# more stuff High volt ???



## bigredc222 (Oct 23, 2007)

I found this in a gear room that was being torn down.


----------



## bigredc222 (Oct 23, 2007)

It doesn't seem like you could get much leverage. I think it's made out of bake a light. I think that's what this stuff is called. It's like fiberglass. it's about 4' long


----------



## beartard (Oct 30, 2007)

http://en.wikipedia.org/wiki/Bakelite

Trying to be a good newbie.


----------



## Andy in ATL (Aug 17, 2007)

What part of ATL?


----------



## bigredc222 (Oct 23, 2007)

You can't be any newer than me. I just found this site less than a week ago. It's great. Thanks for the definitions. Sometimes it's more red. So I wasn't positive it was Bakelite. According to wica. it became a term used for similar products, i.e. romex.


----------



## MDShunk (Jan 7, 2007)

Many of those switcher's sticks were made of a material known in our trade as "epoxiglas", which may or may not actually contain epoxy or fiberglass.


----------



## beartard (Oct 30, 2007)

Andy in ATL said:


> What part of ATL?


Northeast, between Decatur and Chamblee.


----------



## Bipeflier (Jan 16, 2013)

MDShunk said:


> Many of those switcher's sticks were made of a material known in our trade as "epoxiglas", which may or may not actually contain epoxy or fiberglass.

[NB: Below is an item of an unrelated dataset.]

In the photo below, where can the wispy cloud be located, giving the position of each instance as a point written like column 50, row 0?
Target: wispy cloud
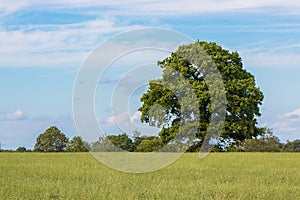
column 13, row 116
column 150, row 7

Epoxiglas(r) is a registered trademark of A. B. Chance Co. (now Hubbell Power Systems). I worked for them for over 42 years in tool engineering.
It was introduced to the utility industry for manipulating energized conductors above 600V back in 1959. Prior to that the "hot line tools" were made of dried maple wood and coated with shelac or laquer.

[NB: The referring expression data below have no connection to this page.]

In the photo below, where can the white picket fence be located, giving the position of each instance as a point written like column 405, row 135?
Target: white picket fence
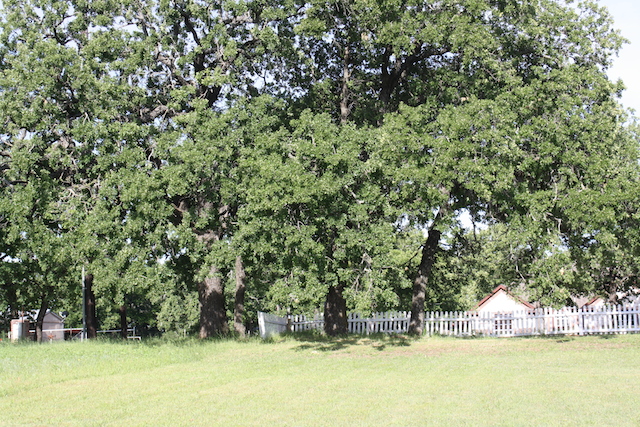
column 544, row 321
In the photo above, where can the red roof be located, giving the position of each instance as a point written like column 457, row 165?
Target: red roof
column 503, row 288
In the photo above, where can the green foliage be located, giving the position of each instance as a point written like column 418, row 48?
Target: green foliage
column 153, row 142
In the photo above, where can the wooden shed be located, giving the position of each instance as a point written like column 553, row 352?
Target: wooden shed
column 500, row 300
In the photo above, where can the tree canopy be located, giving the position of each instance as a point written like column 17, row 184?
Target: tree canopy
column 317, row 155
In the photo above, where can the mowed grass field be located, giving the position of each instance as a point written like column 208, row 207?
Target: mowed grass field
column 311, row 380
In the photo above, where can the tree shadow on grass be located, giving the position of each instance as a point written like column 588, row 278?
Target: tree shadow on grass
column 317, row 341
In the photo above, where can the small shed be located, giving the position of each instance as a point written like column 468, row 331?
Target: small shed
column 595, row 302
column 52, row 327
column 500, row 300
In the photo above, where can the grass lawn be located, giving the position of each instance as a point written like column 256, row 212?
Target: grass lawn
column 314, row 381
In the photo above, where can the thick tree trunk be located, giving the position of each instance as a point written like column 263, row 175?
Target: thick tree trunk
column 123, row 322
column 213, row 312
column 90, row 307
column 429, row 251
column 335, row 313
column 238, row 312
column 44, row 305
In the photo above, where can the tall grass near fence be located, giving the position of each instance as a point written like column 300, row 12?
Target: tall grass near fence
column 308, row 379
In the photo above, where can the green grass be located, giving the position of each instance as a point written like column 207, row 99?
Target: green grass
column 314, row 381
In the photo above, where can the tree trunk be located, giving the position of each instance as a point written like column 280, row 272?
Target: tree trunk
column 345, row 93
column 335, row 313
column 213, row 313
column 429, row 251
column 238, row 312
column 123, row 322
column 90, row 307
column 44, row 305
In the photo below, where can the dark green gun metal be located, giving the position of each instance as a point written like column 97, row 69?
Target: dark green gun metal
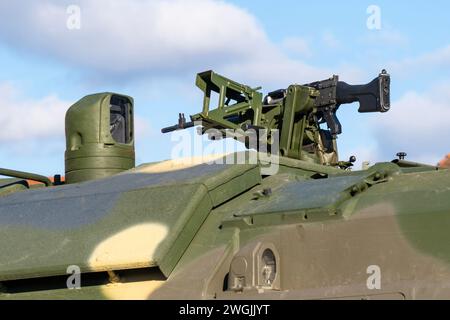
column 296, row 112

And yes, Epoxiglas(r) does contain certified electrical grade fiberglass and epoxy (for its electrical properties) to this day. Other manufactures typically use polyester (boat) resins.


----------



## Big John (May 23, 2010)

Looks like some kind of racking handle. It would be twisted, not levered. But I've never seen one made out of fiberglass. Is that a copper band around the end?


----------